In this way, you can read or set the contents (or colors) of any cell on the screen.  Many classic games, like *Rogue* and *Dwarf Fortress*, use exactly this sort of technique to draw 2D games using only a text display.  In Mini Micro, the need for this is reduced, since it has powerful graphics capabilities you'll learn by the end of this book.  But the ability to do advanced text-based user interfaces is there if you need it.


## ASCII Bear

{i:"ASCII art"}
To celebrate your new understanding of the text displays and color, here's a program that creates an adorable little bear using "ASCII art" (artwork made only with standard letters, numbers, and punctuation).  Type carefully!

```miniscript
text.color = color.black
text.backColor = color.white
clear
print "    _     _"
print "   (c).-.(c)"
print "    / ._. \"
print "  __\( Y )/__"
print " (_.-/'-'\-._)"
print "    || x ||"
print "  _.' `-' '._"
print " (.-./`-~\.-.)"
print "  `-'     `-'"
text.setCellColor 7, 20, color.gray // belly button
text.setCellColor 6, 23, color.blue // left eye
text.setCellColor 8, 23, color.blue // right eye
```
Feel free to tweak this and improve it if you can!


## Exploring the Demos

{i:"`/sys/demo`,`theMatrix`;`/sys/demo`,`forestFire`"}
There are several demos in `/sys/demo/` that you are better equipped to understand now.  `theMatrix.ms` demonstrates direct manipulation of the text display.  The logic for managing all those dropping columns of characters is a little complex, but see if you can find where the characters and colors are poked onto the screen with text.setCell and text.setCellColor.  Slightly simpler is the `forestFire.ms` program, which simulates a forest fire entirely on the text display.

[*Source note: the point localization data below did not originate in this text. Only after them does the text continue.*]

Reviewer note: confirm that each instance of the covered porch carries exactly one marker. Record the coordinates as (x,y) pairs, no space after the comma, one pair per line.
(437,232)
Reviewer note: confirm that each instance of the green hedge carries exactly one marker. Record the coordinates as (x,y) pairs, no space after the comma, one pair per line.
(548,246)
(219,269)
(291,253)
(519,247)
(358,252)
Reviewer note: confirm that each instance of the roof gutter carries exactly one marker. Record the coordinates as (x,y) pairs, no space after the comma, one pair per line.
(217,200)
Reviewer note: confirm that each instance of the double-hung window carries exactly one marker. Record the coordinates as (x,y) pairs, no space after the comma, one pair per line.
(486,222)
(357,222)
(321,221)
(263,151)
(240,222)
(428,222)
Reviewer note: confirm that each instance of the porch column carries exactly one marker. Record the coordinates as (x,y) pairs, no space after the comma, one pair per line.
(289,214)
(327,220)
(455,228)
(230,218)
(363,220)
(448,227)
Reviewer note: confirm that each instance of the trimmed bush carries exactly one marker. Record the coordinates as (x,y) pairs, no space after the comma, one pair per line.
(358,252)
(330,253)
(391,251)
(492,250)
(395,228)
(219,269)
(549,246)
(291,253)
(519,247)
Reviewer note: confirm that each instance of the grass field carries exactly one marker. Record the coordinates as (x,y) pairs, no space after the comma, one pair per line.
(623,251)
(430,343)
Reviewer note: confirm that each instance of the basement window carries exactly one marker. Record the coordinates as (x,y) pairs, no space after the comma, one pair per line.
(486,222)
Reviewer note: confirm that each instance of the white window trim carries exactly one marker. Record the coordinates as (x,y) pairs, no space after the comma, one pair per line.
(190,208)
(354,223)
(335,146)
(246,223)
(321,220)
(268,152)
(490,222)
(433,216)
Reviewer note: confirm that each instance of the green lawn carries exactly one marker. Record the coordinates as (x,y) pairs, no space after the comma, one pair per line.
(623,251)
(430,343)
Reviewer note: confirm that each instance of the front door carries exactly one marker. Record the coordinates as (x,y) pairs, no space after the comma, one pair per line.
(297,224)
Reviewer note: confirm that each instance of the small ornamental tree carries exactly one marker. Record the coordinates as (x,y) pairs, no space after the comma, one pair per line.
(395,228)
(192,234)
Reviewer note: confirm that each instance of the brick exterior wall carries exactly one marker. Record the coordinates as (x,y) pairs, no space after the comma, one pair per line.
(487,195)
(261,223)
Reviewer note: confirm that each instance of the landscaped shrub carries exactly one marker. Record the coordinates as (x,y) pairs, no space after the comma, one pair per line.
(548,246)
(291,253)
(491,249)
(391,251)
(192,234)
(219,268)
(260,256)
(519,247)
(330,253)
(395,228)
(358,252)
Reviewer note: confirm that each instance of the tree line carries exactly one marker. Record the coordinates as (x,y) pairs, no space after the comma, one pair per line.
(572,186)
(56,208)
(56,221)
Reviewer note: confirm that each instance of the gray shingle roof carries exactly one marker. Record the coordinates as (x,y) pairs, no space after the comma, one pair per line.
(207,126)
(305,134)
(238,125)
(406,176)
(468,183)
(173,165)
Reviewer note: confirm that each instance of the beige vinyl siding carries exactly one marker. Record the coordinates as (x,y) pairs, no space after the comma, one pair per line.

{i:"`/sys/demo`,`typing`"}
There's a typing game called `typing.ms` that also uses the text display.  Right near the top of the program, you'll find a `printAt` function that uses the things you learned today to print things exactly where they should appear on screen.

{i:"`/sys/demo`,`therapist`;`/sys/demo`,`textAdventure`;`/sys/demo`,`acey-deucey`"}
Finally, several of the other demos are primarily text-based, but don't do anything too fancy with the display.  The `therapist`, `textAdventure`, and `acey-deucey` programs all fall into this category.


A> **Chapter Review**
A> - You learned how to represent colors in Mini Micro using HTML color syntax.
A> - You found the `color` module with 20 built-in colors, plus several handy functions.
A> - You explored the `text` module, and its several properties and methods that let you display (or read) text anywhere on the screen, in any colors you like.